Operation Corkscrew was the centerpiece of a highly critical 100-page report on FBI undercover activities released last week by the House Judiciary Subcommittee on Civil and Constitutional Rights. After 21 hearings over four years, the five Democrats in the eight-member group took the agency to task. Its covert operations, they said, often deviate “from avowed standards, with substantial harm to individuals and public institutions.” The three Republicans on the committee all dissented, however, calling the report “a slanted and biased document that is aimed at closing down an effective and almost indispensable tool” in the fight against organized crime and political corruption.

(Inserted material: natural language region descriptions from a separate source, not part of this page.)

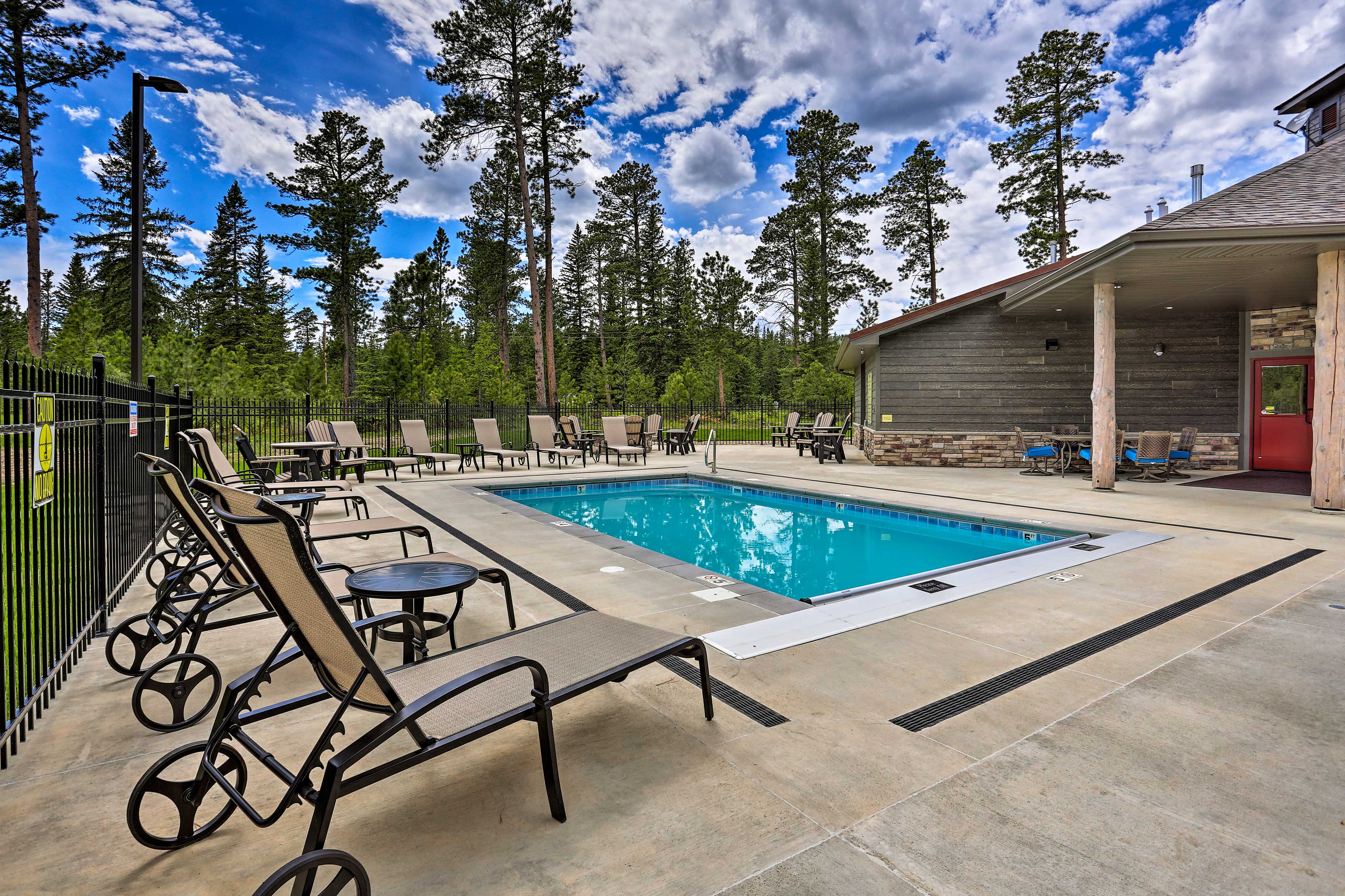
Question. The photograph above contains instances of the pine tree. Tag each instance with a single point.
(219, 290)
(1051, 93)
(109, 243)
(723, 295)
(341, 189)
(826, 165)
(779, 265)
(489, 50)
(38, 54)
(557, 118)
(912, 224)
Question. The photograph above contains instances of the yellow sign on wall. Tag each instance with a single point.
(43, 449)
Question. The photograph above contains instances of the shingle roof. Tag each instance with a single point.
(1306, 190)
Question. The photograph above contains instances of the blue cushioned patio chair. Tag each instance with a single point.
(1184, 452)
(1037, 458)
(1152, 455)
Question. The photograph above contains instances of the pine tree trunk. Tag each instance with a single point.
(538, 361)
(32, 220)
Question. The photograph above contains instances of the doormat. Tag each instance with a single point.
(1277, 482)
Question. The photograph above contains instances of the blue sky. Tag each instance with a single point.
(703, 91)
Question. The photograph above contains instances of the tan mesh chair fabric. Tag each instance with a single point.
(543, 430)
(572, 649)
(489, 434)
(282, 565)
(614, 431)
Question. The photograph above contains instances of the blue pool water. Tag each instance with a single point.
(790, 544)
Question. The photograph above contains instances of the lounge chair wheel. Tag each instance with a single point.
(132, 648)
(175, 680)
(166, 802)
(334, 872)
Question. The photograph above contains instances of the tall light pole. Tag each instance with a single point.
(138, 213)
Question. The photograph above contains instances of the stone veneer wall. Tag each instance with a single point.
(1214, 451)
(1284, 329)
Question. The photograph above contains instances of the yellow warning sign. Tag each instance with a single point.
(43, 449)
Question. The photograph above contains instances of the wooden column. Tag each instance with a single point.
(1105, 387)
(1329, 389)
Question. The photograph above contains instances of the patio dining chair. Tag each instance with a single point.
(431, 706)
(546, 438)
(418, 444)
(217, 467)
(616, 442)
(489, 436)
(346, 435)
(1152, 455)
(1037, 457)
(785, 435)
(1184, 452)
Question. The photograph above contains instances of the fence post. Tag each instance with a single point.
(100, 492)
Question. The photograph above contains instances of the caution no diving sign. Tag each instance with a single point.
(43, 449)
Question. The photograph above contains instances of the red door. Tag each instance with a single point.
(1282, 414)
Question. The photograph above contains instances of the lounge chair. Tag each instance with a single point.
(785, 435)
(546, 438)
(807, 439)
(1037, 457)
(1152, 455)
(418, 444)
(217, 467)
(682, 440)
(1184, 452)
(354, 449)
(439, 704)
(264, 465)
(489, 436)
(616, 442)
(829, 442)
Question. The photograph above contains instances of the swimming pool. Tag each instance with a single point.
(793, 544)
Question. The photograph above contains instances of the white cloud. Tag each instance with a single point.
(83, 115)
(91, 163)
(706, 163)
(248, 138)
(170, 27)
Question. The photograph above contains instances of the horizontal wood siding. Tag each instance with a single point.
(977, 370)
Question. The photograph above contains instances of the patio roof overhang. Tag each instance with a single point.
(1196, 270)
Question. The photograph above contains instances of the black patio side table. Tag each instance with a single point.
(412, 584)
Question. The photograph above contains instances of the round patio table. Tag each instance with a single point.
(412, 583)
(311, 451)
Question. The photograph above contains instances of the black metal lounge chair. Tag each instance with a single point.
(217, 467)
(354, 449)
(616, 440)
(439, 704)
(416, 443)
(548, 439)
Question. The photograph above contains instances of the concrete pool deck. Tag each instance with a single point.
(1200, 757)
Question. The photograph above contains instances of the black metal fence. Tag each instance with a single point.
(67, 564)
(271, 422)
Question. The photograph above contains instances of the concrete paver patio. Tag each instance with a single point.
(1202, 757)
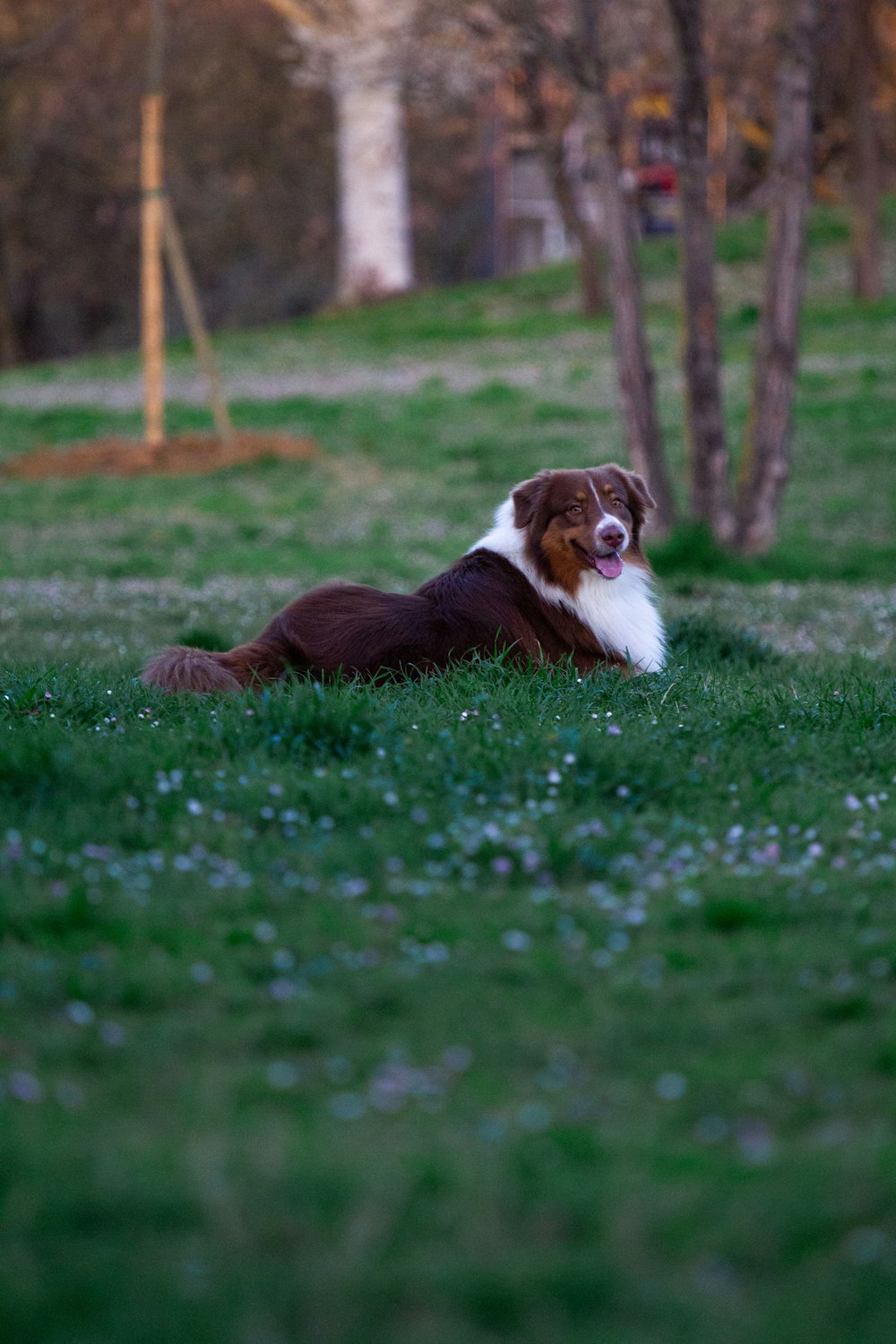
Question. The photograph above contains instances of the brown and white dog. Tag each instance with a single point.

During the reign of the late FBI director J. Edgar Hoover, the agency solved crimes the old-fashioned way, by simply investigating them. Today’s FBI agent is more likely to resort to undercover tactics, gaining evidence by posing as a criminal. For fiscal year 1977, the FBI budgeted $1 million for undercover operations, excluding salaries and overheads; by fiscal year 1984, that figure had grown to $12.5 million. In the twelve months ending Sept. 30, 1983, FBI scams resulted in 1,328 indictments and 816 felony convictions. The notable FBI operation that triggered the committee study was Abscam, the bribery investigation begun in 1978 that led to the convictions of a U.S. Senator and six Congressmen.
Despite this success, the committee found that agents often violate the bureau’s own guidelines by offering exorbitant bribes and by starting investigations without “reasonable suspicion.” Among the committee’s recommendations: requiring judicial warrants before scams can be initiated, and a strict code of Behavior for undercover operations. Said the report: “There are some forms of conduct which should never be permitted in a democratic society. There is a point at which the end, no matter how important, will not support such conduct.”